BROWNE, Ian D., Department of Anatomy and Cell Biology, Oklahoma State University, Center for Health Sciences, 1111 W. 17th Street, Tulsa, OK 74107, ian.browne@okstate.edu

Among fossil rodents, specimens often consist of isolated teeth and many species have been erected based on the possession, or degree of development, of accessory structures of the tooth crown. Such characters have often been used to propose the presence of multiple closely related species within samples consisting of no more than a few dozen specimens. Recent studies have shown that significant changes in tooth form can result from relatively minor alterations in the timing of certain gene activations during development. These studies, combined with others on morphological variation in modern rodent populations, cast doubt on the validity of using accessory tooth structures to define and differentiate species of fossil rodents. This suggests that many of the characters historically used to identify species simply represent variation within populations. With this in mind, how does one argue for the presence of multiple species when dealing with isolated teeth and small sample sizes?

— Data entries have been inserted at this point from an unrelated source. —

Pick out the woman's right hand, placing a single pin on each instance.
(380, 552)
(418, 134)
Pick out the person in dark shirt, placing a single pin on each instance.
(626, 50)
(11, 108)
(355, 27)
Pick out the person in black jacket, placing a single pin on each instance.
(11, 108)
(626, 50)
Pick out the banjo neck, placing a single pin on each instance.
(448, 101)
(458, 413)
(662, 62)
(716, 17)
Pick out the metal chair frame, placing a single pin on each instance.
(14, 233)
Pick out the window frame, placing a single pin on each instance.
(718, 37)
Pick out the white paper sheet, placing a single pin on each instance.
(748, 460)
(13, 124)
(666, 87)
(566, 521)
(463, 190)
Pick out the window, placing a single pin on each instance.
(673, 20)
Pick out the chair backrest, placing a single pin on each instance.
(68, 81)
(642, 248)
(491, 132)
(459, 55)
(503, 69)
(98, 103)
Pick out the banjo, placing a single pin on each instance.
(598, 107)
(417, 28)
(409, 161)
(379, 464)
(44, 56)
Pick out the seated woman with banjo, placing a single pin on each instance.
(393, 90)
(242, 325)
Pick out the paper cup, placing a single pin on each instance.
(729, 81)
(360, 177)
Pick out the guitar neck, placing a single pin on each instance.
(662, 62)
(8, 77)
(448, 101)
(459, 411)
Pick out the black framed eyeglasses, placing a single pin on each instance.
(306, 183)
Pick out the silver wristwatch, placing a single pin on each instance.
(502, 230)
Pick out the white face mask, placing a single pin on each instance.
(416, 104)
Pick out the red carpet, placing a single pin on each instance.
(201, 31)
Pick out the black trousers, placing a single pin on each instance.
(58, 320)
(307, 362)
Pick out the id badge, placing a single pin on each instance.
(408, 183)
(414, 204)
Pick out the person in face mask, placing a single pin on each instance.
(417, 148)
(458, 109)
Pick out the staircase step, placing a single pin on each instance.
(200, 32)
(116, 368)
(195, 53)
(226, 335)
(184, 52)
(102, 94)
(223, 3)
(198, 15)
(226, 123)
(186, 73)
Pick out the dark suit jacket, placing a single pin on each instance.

Under a null hypothesis of a single normally distributed species I tested the power of several statistical tests (Shapiro-Wilk Test of Normality, Hartigans’ Dip Test, and Cope and Lacy’s coefficient of variation method) to detect the presence of two species in a sample. I constructed a two-species model dataset with randomly generated tooth lengths and character states for two morphological characters. In the model, tooth length is normally distributed for each species; character states were generated under predefined ratios. I varied the difference between species means by increments of ¼ standard deviation, the frequency of each species within the population, and sample size for a total of 1734 possible scenarios. Under each scenario I performed 700 replicates of each test to determine how statistical power changed as conditions were altered. My model suggests that even with as much as 4 standard deviations between means these tests do not regularly exceed a statistical power of 0.80 until sample size reaches 40 or more total specimens. Species groups can be recognized in smaller samples when there is a significant correlation between size class and character state. However it is not possible to assign a single specimen to a species a priori based on the possession of a particular character state when variation exists within a population.